A race this big deserves to be covered in two parts. With record-breaking temperatures predicted, I made the decision to not pursue a new marathon PR. There were so many people involved with this race urging runners to take this race slow that I couldn’t ignore it. So, my plan for the race was to have as much fun as possible and take tons of pictures. Of course, I wasn’t going to just walk the entire thing either. I desperately wanted to finish the race before they closed off the main finish area. Unlike the Disney races, there were no sweeper vans out to pull runners off course if they didn’t keep to the pacing requirements. However, they would re-open the streets at certain points and if you were behind, you’d have to finish the race running on the sidewalks. There was a separate finish area for the latest of arrivals.
For me, race day began with waking up at 3am. All those runDisney races had prepared me well! I was out the door around 3:30am to head off to Santa Monica. Originally, I was scheduled to be on a bus at 5:30am. However, race organizers were able to move the start time up a half hour to accommodate the predicted hot temperatures. So, the 5:30am bus would not work well. I emailed someone with the LA Marathon organization and was told that I could show up whenever and catch an earlier bus. When I arrived, I had fun with parking. During race week, I purchased a parking pass for a parking lot down Ocean Blvd. When I got off the freeway, there was a lot of traffic turning left. I thought I’d be smart and go a different way. Not a good decision. Ocean Blvd. was blocked and I ended up parking in the same structure that I park in for my Santa Monica long runs.
Once parked, I headed off to the buses. The line to get on the bus was super long. However, everything ran efficiently.
Almost all of the buses said “LA Marathon” on the side. This bus said “Disneyland.” I had to grab a picture as I thought that might be a better option. However, I continued moving forward. It didn’t take long at all to get on board and we were off to Dodgers Stadium.
When we arrived, I noticed that the lights were on inside the stadium! Since I knew we’d get to use real restrooms, I made my way towards the stadium.
After using the restroom, I waited inside the stadium. These seats would cost a lot of money if I were there for a Dodgers game!
As you can see, not all the lights were on.
One thing I loved is that we could sit on real seats while we waited. It was so much better than waiting on the ground!
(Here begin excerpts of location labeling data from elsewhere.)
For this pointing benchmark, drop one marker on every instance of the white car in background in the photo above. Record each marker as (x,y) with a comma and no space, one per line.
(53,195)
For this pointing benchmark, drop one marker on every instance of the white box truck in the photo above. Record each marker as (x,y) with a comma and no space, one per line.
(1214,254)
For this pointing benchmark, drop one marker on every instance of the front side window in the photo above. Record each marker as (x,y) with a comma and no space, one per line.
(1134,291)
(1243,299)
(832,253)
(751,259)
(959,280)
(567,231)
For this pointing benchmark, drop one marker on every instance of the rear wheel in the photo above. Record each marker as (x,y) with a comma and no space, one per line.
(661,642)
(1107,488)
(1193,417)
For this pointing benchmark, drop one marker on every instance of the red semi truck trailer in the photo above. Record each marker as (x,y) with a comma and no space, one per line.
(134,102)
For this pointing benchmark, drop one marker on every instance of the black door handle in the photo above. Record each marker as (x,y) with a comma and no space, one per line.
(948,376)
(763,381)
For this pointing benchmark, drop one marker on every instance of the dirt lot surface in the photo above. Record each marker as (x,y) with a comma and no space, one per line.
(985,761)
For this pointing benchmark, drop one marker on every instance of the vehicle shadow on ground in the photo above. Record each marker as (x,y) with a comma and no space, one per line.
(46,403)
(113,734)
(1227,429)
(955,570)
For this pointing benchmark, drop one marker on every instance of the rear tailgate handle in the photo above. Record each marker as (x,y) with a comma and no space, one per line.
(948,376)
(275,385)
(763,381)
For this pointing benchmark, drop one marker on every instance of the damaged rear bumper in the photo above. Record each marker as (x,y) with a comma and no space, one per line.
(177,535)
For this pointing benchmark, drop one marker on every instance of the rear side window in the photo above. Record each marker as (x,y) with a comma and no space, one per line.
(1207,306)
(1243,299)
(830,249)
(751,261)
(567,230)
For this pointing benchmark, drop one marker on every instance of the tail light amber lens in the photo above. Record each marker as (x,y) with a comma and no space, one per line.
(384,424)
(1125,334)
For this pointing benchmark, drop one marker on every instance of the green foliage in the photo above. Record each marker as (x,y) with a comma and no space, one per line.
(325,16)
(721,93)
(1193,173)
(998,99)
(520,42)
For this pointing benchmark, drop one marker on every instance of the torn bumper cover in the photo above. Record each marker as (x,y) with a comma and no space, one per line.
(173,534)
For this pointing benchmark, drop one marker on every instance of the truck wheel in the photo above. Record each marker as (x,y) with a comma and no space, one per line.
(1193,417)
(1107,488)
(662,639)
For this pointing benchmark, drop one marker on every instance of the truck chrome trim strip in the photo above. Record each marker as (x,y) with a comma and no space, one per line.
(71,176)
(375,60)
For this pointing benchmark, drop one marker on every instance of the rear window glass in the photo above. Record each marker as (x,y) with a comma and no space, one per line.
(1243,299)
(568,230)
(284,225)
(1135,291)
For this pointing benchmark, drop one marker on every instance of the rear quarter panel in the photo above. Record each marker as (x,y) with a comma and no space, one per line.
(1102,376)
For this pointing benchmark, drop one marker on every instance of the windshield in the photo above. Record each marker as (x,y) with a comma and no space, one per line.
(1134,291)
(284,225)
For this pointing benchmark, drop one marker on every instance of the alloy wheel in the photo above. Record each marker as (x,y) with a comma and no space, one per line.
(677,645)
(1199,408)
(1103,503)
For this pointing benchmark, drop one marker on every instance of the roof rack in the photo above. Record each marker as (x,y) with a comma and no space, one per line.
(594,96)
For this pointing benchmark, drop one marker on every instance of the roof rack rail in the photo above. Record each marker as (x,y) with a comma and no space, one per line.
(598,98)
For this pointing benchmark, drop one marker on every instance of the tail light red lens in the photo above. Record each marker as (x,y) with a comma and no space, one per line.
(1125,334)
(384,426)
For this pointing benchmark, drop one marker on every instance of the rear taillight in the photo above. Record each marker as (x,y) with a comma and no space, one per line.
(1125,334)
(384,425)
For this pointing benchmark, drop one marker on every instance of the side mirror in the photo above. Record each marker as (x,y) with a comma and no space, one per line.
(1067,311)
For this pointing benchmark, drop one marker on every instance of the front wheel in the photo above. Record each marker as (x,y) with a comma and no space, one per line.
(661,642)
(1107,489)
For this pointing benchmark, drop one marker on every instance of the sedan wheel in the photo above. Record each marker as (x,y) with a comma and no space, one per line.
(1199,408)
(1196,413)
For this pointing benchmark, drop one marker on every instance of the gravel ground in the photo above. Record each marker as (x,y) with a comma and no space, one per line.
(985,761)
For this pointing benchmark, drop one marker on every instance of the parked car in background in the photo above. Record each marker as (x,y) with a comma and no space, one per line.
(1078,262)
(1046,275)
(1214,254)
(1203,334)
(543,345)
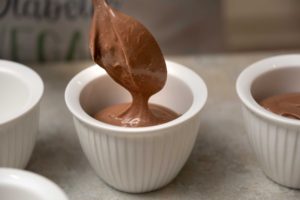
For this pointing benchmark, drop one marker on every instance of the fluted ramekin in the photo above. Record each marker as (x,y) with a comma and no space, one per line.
(136,159)
(275,139)
(21,90)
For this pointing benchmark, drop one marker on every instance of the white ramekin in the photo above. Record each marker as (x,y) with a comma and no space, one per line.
(275,139)
(21,90)
(23,185)
(136,159)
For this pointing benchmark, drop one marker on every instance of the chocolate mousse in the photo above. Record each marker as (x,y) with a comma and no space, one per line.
(286,105)
(131,56)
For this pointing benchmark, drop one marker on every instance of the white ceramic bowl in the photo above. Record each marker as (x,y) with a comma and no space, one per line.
(21,90)
(275,139)
(22,185)
(136,159)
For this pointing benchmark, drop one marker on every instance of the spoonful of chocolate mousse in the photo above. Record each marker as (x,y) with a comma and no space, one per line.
(132,57)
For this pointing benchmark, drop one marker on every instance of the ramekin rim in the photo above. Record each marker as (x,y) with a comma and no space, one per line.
(197,104)
(250,73)
(37,177)
(35,78)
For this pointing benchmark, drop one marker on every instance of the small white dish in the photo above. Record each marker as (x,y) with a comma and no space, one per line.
(137,159)
(23,185)
(275,139)
(20,90)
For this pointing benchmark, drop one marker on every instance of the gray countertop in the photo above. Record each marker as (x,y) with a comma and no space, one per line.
(221,165)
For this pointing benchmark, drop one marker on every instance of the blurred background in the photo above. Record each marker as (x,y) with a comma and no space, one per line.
(46,30)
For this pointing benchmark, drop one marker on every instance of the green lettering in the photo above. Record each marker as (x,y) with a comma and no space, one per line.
(42,39)
(74,45)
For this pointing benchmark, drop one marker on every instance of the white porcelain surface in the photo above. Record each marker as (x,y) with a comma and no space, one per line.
(137,159)
(275,139)
(23,185)
(21,90)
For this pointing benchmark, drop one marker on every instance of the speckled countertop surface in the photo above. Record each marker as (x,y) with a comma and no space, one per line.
(221,165)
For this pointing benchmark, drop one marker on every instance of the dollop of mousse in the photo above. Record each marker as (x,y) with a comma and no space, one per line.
(132,57)
(286,105)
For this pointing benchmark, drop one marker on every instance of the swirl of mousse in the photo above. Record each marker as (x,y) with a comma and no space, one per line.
(132,57)
(286,105)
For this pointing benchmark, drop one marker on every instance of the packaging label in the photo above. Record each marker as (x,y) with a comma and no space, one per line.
(44,30)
As the time for the start got closer, I walked around to get some pics inside the stadium.
The visiting team’s bullpen!
I’m not sure who got to eat in this restaurant, but it was much more crowded when I arrived.
Time to head off for the corrals. As you can see, 26,000 runners created a pretty crazy scene!
I was in the Open Corral. In this area, there were pacing signs out. Even though I wasn’t running for a spectacular time, the 13 minute per mile area sounded good to me.
So, I hopped in and waited for my turn to go.
We were treated to a pretty spectacular sunrise while we waited. As you can see, I had moved up a little bit.
Almost time to go!
Before I knew it, I was at the starting line! 26.2 miles to go!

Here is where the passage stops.